Mid-temperature CO2 deoxygenation to CO over Fe-CeO2

CO2 capture and utilization is a must for easing the global warming caused by the uses of fossil fuels. We examine M-CeO2 (M = Cu, Co, and Fe @M/Ce = 2/8) prepared by coprecipitation and hard template synthesis. Fe-CeO2 is the only one showing thermal CO2 deoxygenation to CO at below 700 °C after reduction. XRD analyses of as prepared Fe-CeO2 demonstrate the presence of segregated Fe2O3 and CeO2 phases with partial mixing.

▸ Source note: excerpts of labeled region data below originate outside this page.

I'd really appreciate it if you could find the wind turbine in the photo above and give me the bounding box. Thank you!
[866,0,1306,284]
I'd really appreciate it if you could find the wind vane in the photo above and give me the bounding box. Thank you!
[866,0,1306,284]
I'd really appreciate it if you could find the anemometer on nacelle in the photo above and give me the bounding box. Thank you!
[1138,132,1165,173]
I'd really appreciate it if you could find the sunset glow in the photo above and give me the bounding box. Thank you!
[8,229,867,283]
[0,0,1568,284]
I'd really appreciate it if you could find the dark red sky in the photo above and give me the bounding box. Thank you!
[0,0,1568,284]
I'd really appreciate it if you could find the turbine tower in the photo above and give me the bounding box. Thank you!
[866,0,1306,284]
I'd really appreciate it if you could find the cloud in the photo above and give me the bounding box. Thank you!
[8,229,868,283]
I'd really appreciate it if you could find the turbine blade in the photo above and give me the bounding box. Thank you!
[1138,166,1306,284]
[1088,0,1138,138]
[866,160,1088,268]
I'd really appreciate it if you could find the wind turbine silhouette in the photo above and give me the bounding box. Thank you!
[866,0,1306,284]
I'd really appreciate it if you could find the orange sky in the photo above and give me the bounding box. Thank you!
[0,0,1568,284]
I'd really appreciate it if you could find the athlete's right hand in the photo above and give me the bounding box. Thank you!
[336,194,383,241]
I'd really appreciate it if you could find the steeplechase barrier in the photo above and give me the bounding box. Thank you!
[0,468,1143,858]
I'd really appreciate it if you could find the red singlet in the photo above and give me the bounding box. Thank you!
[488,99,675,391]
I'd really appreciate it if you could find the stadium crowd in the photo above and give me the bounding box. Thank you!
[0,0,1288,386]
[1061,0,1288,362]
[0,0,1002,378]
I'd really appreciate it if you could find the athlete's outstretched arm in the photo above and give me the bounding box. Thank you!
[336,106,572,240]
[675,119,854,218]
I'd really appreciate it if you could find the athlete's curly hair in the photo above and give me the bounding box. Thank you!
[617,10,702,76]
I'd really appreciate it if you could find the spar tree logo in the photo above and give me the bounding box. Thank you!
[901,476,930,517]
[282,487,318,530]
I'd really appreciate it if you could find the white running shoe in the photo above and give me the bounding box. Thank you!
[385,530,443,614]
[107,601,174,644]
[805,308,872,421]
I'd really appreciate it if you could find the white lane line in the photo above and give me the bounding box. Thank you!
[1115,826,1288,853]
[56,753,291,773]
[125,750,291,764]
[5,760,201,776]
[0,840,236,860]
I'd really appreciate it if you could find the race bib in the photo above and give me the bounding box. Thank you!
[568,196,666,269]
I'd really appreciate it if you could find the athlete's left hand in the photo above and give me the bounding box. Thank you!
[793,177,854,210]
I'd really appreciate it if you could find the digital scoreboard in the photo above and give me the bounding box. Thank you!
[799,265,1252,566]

Both Fe2O3 phase and CeO2 phase show redox during sequential TPR (temperature-programmed reduction)-CO2-TPRx (temperature-programmed reaction) up to 700 °C. The evolved Fe0 after TPR appears to be the main active phase for CO2 deoxygenation which becomes oxidized back to Fe2O3 after CO2-TPRx. The results indicate that the interface (interphase) between Fe-domain and CeO2-domain is involved leading to the observed deoxygenation reactivity. That the stripped oxygen from CO2 over Fe-domain can spillover to CeO2 domain is considered as a possible explanation. We perform isothermal CO2 deoxygenation test at 600 °C over TPR-treated Fe-CeO2 using oxygen-conducting membrane reactor, and the CO2 deoxygenation capacity is found significantly higher than that observed when in the absence of oxygen conducting membrane. This demonstrates not only the possible oxygen spillover but also the possibility of achieving a sustainable CO2 deoxygenation process.